Autistic and partially deaf student gains work placement with MP in Westminster
An autistic and partially deaf student is spending the next month at the heart of British politics working for a Member of Parliament.
Lucy Mazur, 21, began a two-day a week work placement at the parliamentary office of Kate Green MP at Portcullis House in Westminster on 13 November.
The placement is part of a Supported Internship programme at the College of Haringey, Enfield and North East London (CONEL), which secured the placement with support from learning disability charity Mencap.
During her placement, Lucy will be meeting and greeting visitors, sorting post and emails, attending meetings, undertaking research, making videos and working on social media campaigns.
She said: “I feel very privileged working for an MP. She is a very important person, so this is very special to me.
“I am looking forward to learning more about politics and working on the computer and developing my admin skills, and hope after this I will be able to do other great jobs and have other opportunities in many places.”

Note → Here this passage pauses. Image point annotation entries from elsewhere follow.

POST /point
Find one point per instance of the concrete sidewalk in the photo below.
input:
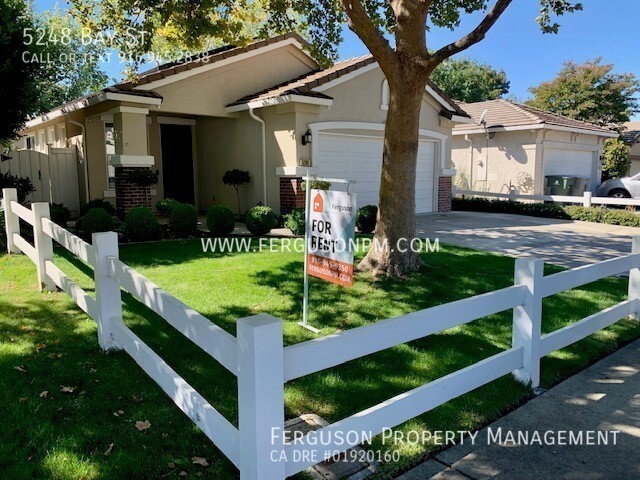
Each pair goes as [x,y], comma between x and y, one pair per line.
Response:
[603,398]
[561,242]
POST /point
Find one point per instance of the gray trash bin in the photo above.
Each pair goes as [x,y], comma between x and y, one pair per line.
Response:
[580,186]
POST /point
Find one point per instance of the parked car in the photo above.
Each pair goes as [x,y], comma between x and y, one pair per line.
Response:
[626,187]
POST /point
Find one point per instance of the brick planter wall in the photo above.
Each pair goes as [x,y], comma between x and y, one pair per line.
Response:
[291,194]
[444,194]
[128,194]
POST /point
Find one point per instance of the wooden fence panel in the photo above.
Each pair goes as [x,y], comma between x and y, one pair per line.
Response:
[61,162]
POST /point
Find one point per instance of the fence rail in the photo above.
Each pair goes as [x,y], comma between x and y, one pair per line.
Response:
[586,200]
[263,366]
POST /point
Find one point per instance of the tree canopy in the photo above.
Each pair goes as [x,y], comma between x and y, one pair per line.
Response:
[591,92]
[407,63]
[469,81]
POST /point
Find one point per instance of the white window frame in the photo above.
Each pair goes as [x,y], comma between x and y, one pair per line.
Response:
[30,142]
[108,152]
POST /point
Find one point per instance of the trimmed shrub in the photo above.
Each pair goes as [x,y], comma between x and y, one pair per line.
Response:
[366,218]
[548,210]
[220,220]
[165,206]
[183,219]
[59,214]
[294,221]
[98,203]
[96,220]
[140,224]
[260,220]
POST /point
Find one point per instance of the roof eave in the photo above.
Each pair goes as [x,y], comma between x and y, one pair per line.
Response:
[269,102]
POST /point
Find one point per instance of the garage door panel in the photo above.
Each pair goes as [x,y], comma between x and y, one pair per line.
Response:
[360,159]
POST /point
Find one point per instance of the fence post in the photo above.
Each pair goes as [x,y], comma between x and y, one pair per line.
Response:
[634,276]
[527,319]
[261,397]
[11,220]
[43,244]
[108,298]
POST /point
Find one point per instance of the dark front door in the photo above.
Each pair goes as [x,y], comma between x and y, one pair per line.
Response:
[177,162]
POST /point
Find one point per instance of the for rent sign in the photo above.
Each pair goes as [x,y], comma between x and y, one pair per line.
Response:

Ms Green has been MP for Stretford and Urmston in Greater Manchester since 2010 and was Shadow Minister for Women and Equalities from September 2015 to June 2016.

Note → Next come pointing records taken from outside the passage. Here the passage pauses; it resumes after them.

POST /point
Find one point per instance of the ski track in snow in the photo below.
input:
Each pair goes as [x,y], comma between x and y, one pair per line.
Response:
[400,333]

She said: “I know how hard it is for young disabled people to get employment and get the work experience which means they are more likely to get jobs in the future.
“It’s really important to me that everybody gets treated equally and gets the same chances to prosper, thrive and fulfil their potential, and that people should have the right to work if they are able to.
“I hope Lucy enjoys her time here and finds it exciting and interesting. We’re going to have her doing lots of things, and we’re really proud to have her here.”
Lucy is also carrying out another two-day placement at an office of housing association One Housing in Tottenham and studying Functional Skills in English and maths at CONEL.
In 2016/17 she undertook a placement with the British Red Cross, during which she addressed 500 young people about volunteering at a conference in York, and later spoke about her own experience to senior executives from the charity at its head office in Moorgate.
CONEL’s range of Supported Learning courses and programmes give students with learning disabilities the chance to gain more independence and work and life skills.
Thea Charles, Supported Learning Job Coach, said: “This is a wonderful opportunity for Lucy and proves to other people with learning difficulties that anything is possible, as long as you show confidence and you’re willing to learn.
“Kate is a champion for people who face barriers whether its inequalities, disabilities or some other disadvantage, so it’s great she’s been supportive of helping our students grow.”